Reading headlines, it might surprise some that the United States is not the only country with serious voting technology challenges. In fact, recent years have seen issues in India, Africa, and Latin America; technical experts have examined some of those systems and found them lacking. Today, I’m pleased to report that The Sentry – an NGO that works to prevent genocide and mass atrocities in Africa – released a detailed analysis (full report PDF) of the new system slated for use in the upcoming elections in the Democratic Republic of the Congo (DRC). The Sentry worked with Argentinian security researchers Javier Smaldone (@mis2centavos) and Alfredo Ortega (@ortegaalfredo) and myself to examine what little public information is available about this system.
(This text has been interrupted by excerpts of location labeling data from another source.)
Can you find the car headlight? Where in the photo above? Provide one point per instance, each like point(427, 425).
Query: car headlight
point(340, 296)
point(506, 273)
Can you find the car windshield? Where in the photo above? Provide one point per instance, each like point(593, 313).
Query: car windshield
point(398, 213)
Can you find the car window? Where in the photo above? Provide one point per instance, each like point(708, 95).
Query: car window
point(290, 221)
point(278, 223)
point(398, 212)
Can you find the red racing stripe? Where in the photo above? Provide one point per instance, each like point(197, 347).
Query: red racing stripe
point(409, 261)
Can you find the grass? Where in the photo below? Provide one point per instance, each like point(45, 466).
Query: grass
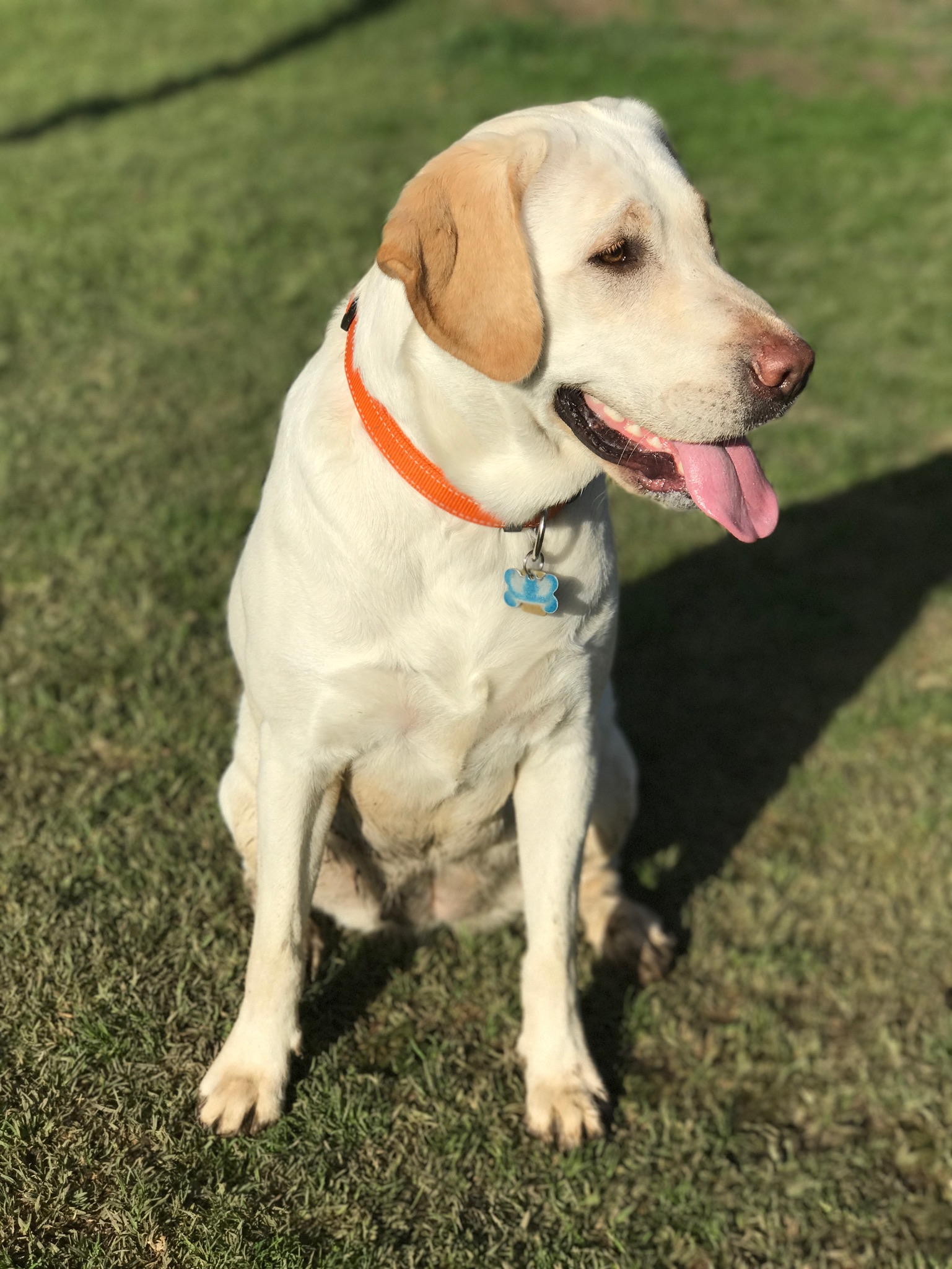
point(785, 1098)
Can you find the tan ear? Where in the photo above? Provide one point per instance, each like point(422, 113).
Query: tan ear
point(455, 240)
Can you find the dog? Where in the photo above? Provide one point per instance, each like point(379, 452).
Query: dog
point(424, 612)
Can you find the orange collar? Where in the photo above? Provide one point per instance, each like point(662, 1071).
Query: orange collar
point(403, 455)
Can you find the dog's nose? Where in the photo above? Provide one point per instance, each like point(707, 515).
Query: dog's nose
point(782, 365)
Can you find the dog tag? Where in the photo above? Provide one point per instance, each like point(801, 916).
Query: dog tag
point(531, 589)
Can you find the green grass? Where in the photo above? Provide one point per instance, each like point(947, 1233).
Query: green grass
point(785, 1098)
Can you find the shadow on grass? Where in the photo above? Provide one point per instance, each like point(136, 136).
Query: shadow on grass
point(276, 50)
point(730, 664)
point(339, 1000)
point(733, 660)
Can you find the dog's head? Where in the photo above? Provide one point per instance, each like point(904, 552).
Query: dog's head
point(564, 249)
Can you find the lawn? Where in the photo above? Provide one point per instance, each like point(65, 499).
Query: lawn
point(187, 191)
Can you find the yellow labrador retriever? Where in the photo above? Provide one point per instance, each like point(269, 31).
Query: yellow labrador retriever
point(424, 613)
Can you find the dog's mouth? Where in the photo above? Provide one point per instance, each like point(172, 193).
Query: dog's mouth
point(725, 481)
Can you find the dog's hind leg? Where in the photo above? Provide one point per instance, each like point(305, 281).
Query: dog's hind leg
point(619, 929)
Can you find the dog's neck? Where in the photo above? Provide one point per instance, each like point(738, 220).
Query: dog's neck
point(492, 441)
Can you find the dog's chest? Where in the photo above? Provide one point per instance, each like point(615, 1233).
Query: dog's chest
point(447, 746)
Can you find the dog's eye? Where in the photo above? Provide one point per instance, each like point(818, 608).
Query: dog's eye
point(626, 253)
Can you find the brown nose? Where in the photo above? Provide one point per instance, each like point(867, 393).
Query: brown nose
point(782, 365)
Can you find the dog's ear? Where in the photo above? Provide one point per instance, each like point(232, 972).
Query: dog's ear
point(455, 240)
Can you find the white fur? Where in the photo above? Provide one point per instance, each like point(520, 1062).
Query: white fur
point(375, 648)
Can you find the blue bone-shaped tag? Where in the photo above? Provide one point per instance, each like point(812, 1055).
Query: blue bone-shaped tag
point(535, 591)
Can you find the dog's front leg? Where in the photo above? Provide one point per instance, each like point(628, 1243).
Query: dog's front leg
point(564, 1094)
point(245, 1083)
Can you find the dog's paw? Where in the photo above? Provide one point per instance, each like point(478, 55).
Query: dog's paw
point(635, 940)
point(242, 1093)
point(567, 1110)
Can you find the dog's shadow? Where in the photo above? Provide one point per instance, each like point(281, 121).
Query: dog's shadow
point(733, 660)
point(730, 664)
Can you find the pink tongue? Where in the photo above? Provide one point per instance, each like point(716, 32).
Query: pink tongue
point(729, 485)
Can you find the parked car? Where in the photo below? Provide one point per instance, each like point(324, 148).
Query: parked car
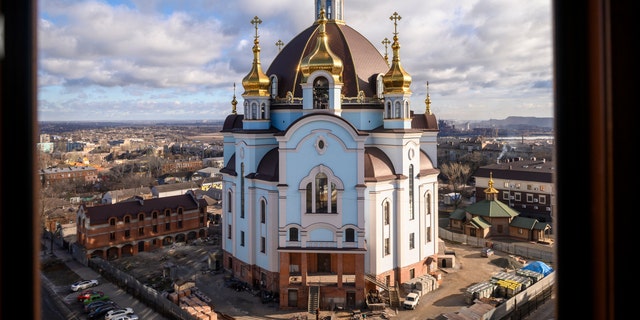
point(83, 284)
point(99, 312)
point(88, 308)
point(411, 300)
point(486, 252)
point(131, 316)
point(96, 297)
point(115, 313)
point(88, 293)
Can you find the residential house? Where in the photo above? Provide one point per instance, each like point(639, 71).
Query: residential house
point(491, 218)
point(125, 228)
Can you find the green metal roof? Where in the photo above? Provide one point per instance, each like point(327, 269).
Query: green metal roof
point(491, 208)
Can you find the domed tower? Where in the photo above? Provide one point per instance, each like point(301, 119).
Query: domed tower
point(328, 68)
point(256, 94)
point(397, 108)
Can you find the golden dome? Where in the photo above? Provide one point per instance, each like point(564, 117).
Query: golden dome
point(322, 58)
point(396, 80)
point(256, 83)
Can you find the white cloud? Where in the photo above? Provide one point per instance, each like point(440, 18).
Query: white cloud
point(482, 58)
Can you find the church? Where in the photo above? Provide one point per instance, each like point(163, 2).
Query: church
point(330, 188)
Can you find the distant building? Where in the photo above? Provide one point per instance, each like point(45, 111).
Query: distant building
point(524, 185)
point(126, 228)
point(491, 218)
point(78, 174)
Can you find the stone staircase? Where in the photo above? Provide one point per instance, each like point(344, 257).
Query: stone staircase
point(314, 299)
point(392, 291)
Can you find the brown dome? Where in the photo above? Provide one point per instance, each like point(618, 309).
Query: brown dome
point(362, 62)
The verdict is not good.
These awesome Argentinian researchers, it turns out, had an opportunity to examine an earlier version of this system, also from South Korean company Miru, in 2016. At that time, they were able to show how completely insecure the Miru system was, including: publicly posted cryptographic keys allowing total modification of the system or vote data; radio transmission of each ballot, which was easily intercepted; and using chips embedded in each paper ballot (RFID tags) to load many more than one vote per ballot. Argentina stopped the procurement and legislative authorization process to obtain these machines shortly after the security researchers publicly presented these flaws to Argentinian legislators.
Fast forward to now: DRC has purchased 105,000 of these machines from Miru at a cost of US $130 million for use in their December 18 presidential election. As detailed in the report released today, the DRC machines appear to be the same machines that Miru attempted to sell to Argentina. In addition, this same company provided equipment to Iraq for their recent election, for which there will be a full recount of 11 million votes due to alleged machine irregularities.